Challenges in the regulation of big data

This post addresses the challenges to regulate big data from a methodological, technological, political-regulative, and legal (tax law) perspective. Nowadays, the increase of the use of internet platforms, the raise of digital trade, the analysis of automatic processed data for enhancing public sector performance, social participation, and tax collection and enforcement, requires a regulatory framework that provides rights for data subjects, as well as obligations for countries and data processors and controllers. This regulatory framework needs a holistic approach that takes into account different disciplines among others trade, internet governance, social sciences, , data protection and tax law.

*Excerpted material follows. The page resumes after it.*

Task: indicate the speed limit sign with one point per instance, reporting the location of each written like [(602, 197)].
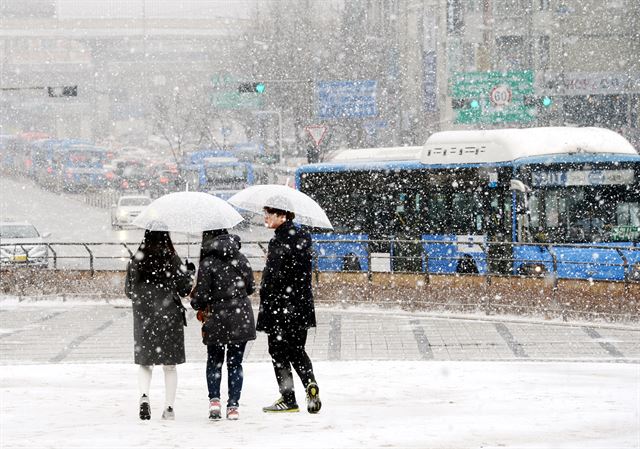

More data means more responsibilities for all actors involved in the collection, processing, and analysis of this data.  If the use of big data is relevant to enhance the countries’ democratic processes and compliance with rules, the protection of the processing of this data (including personal data) is also relevant in order to enhance the rule of law. Therefore, the challenge for governments is to adopt the Convention 108 while, at the same time introducing safeguards to guarantee the safe and adequate use of the data (see also Debelva & Mosquera 2017).

Bibliographical sources

  • Catanzariti M. (2016), Dalla terza rivoluzione ai Big Data: spunti per una ricostruzione, in Falce V., Ghidini V., Olivieri G. (eds),  Informazione e Big Data tra Innovazione e Concorrenza, Giuffrè Editore: 21-34.
  • Giovannini E., (2014), Scegliere il futuro. Conoscenza e politica, al tempo dei Big data, Bologna, il Mulino.
  • Leonelli S. (2018), La ricerca scientifica nell’era dei Big data, Meltemi.
  • Lombi L. (2015), “La ricerca sociale al tempo dei Big Data: sfide e prospettive”, Studi di sociologia (2),: 215:217.
  • Mayer-Sconbergere V., Cukier (2013) K., Big data. Una rivoluzione che trasformerà il nostro modo di vivere e già minaccia la nostra libertà, Garzanti, Milano, Garzanti.
  • Rabai B. (2017), “I big data nell’ecosistema digitale: tra libertà economiche e tutela dei diritti fondamentali”, in Amministrare (3).